Quick Tip: Creating “data workspaces” for dataflows and shared datasets

Power BI is constantly evolving – there’s a new version of Power BI Desktop every month, and the Power BI service is updated every week. Many of the new capabilities in Power BI represent gradual refinements, but some are significant enough to make you rethink how you your organization uses Power BI.

Power BI dataflows and the new shared and certified datasets[1] fall into the latter category. Both of these capabilities enable sharing data across workspace boundaries. When building a data model in Power BI Desktop you can connect to entities from dataflows in multiple workspaces, and publish the dataset you create into a different workspace altogether. With shared datasets you can create reports and dashboards in one workspace using a dataset in another[2].

The ability to have a single data resource – dataflow or dataset – shared across workspaces is a significant change in how the Power BI service has traditionally worked. Before these new capabilities, each workspace was largely self-contained. Dashboards could only get data from a dataset in the same workspace, and the tables in the dataset each contained the queries that extracted, transformed, and loaded their data. This workspace-centric design encouraged[3] approaches where assets were grouped into workspaces because of the platform, and not because it was the best way to meet the business requirements.

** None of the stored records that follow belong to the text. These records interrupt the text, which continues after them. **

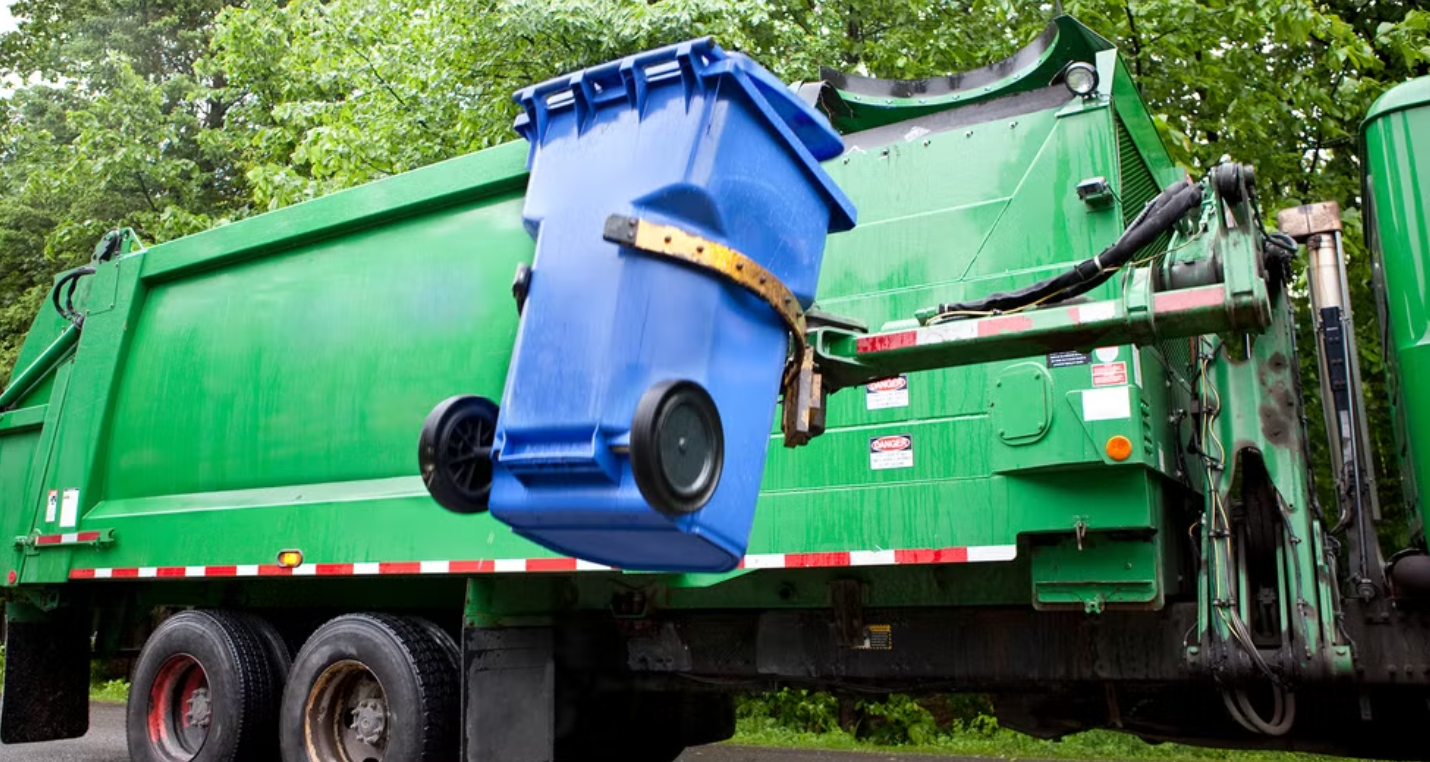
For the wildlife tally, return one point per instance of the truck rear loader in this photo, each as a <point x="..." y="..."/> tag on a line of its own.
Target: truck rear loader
<point x="1040" y="433"/>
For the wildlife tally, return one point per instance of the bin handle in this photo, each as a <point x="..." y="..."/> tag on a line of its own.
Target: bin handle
<point x="589" y="87"/>
<point x="801" y="383"/>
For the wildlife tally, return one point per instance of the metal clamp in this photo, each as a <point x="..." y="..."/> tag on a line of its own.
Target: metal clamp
<point x="802" y="388"/>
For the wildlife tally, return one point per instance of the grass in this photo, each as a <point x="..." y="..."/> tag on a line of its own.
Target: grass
<point x="110" y="691"/>
<point x="1003" y="744"/>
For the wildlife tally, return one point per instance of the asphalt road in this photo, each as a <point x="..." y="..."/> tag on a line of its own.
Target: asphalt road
<point x="106" y="744"/>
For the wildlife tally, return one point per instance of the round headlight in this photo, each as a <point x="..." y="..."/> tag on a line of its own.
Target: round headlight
<point x="1081" y="79"/>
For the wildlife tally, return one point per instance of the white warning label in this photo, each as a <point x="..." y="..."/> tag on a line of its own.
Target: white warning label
<point x="1111" y="403"/>
<point x="891" y="452"/>
<point x="883" y="395"/>
<point x="70" y="508"/>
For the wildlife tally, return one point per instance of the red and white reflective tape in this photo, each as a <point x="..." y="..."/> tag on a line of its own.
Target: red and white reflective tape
<point x="760" y="561"/>
<point x="70" y="538"/>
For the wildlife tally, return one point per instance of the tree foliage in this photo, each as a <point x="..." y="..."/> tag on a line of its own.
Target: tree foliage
<point x="172" y="116"/>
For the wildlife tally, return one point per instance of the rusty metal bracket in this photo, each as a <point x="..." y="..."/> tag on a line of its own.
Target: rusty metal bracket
<point x="802" y="386"/>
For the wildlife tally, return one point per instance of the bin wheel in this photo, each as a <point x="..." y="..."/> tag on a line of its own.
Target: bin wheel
<point x="455" y="452"/>
<point x="677" y="446"/>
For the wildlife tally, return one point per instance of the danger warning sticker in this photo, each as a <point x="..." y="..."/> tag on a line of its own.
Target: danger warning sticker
<point x="1108" y="373"/>
<point x="891" y="452"/>
<point x="883" y="395"/>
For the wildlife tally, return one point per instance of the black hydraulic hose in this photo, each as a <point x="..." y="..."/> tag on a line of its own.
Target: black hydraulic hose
<point x="70" y="279"/>
<point x="1159" y="216"/>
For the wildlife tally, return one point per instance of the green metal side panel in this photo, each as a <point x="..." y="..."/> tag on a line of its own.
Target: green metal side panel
<point x="1397" y="186"/>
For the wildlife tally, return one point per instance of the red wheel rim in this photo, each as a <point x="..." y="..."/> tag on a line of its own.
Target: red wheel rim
<point x="180" y="708"/>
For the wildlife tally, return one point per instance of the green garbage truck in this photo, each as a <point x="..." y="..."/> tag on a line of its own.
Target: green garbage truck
<point x="1041" y="436"/>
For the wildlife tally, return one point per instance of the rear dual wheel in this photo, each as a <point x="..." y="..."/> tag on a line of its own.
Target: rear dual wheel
<point x="209" y="686"/>
<point x="372" y="688"/>
<point x="206" y="689"/>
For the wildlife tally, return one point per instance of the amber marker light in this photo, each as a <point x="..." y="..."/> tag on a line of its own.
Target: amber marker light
<point x="1118" y="448"/>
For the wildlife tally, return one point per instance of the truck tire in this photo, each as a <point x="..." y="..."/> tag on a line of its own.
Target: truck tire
<point x="203" y="691"/>
<point x="346" y="676"/>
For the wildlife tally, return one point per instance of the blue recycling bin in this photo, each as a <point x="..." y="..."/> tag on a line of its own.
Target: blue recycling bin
<point x="641" y="392"/>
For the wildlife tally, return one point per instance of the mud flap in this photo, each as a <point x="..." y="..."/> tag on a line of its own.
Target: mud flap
<point x="509" y="695"/>
<point x="46" y="674"/>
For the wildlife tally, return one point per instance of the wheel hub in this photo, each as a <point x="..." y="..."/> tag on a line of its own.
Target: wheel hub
<point x="200" y="709"/>
<point x="369" y="721"/>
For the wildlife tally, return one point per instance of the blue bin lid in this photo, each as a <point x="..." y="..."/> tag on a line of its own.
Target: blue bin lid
<point x="625" y="82"/>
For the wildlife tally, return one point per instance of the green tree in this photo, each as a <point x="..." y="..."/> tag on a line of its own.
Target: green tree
<point x="106" y="129"/>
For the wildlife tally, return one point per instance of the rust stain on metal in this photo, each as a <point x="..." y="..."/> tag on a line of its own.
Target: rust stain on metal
<point x="1303" y="222"/>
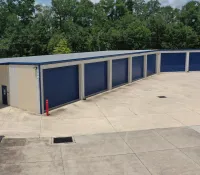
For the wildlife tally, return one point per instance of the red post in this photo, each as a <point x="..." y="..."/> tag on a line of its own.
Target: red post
<point x="47" y="107"/>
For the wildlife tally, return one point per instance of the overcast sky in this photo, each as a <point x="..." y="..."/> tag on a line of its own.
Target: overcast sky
<point x="174" y="3"/>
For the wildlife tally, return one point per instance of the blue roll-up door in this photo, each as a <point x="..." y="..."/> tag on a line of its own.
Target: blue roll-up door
<point x="194" y="61"/>
<point x="61" y="85"/>
<point x="119" y="72"/>
<point x="151" y="64"/>
<point x="173" y="62"/>
<point x="137" y="67"/>
<point x="95" y="78"/>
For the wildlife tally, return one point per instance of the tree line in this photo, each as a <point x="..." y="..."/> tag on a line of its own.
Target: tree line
<point x="27" y="28"/>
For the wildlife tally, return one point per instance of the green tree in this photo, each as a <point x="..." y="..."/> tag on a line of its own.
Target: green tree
<point x="62" y="47"/>
<point x="178" y="36"/>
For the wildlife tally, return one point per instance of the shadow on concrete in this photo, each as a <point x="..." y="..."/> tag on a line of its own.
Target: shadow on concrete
<point x="3" y="106"/>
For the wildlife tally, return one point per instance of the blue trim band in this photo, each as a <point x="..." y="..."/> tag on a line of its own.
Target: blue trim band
<point x="40" y="89"/>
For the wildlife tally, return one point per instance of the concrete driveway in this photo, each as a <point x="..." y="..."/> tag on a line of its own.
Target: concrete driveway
<point x="126" y="131"/>
<point x="132" y="107"/>
<point x="172" y="151"/>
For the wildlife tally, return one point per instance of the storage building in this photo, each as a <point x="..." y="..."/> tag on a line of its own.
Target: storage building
<point x="27" y="82"/>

Now that we’re no longer bound by these constraints, it’s time to start thinking about having workspaces in Power BI whose function is to contain data artifacts (dataflows and/or datasets) that are used by visualization artifacts (dashboards and reports) in other workspaces. It’s time to start thinking about approaches that may look something like this:

data centric workspaces

Please keep in mind these two things when looking at the diagram:

  1. This is an arbitrary collection of boxes and arrows that illustrate a concept, and not a reference architecture.
  2. I do not have any formal art training.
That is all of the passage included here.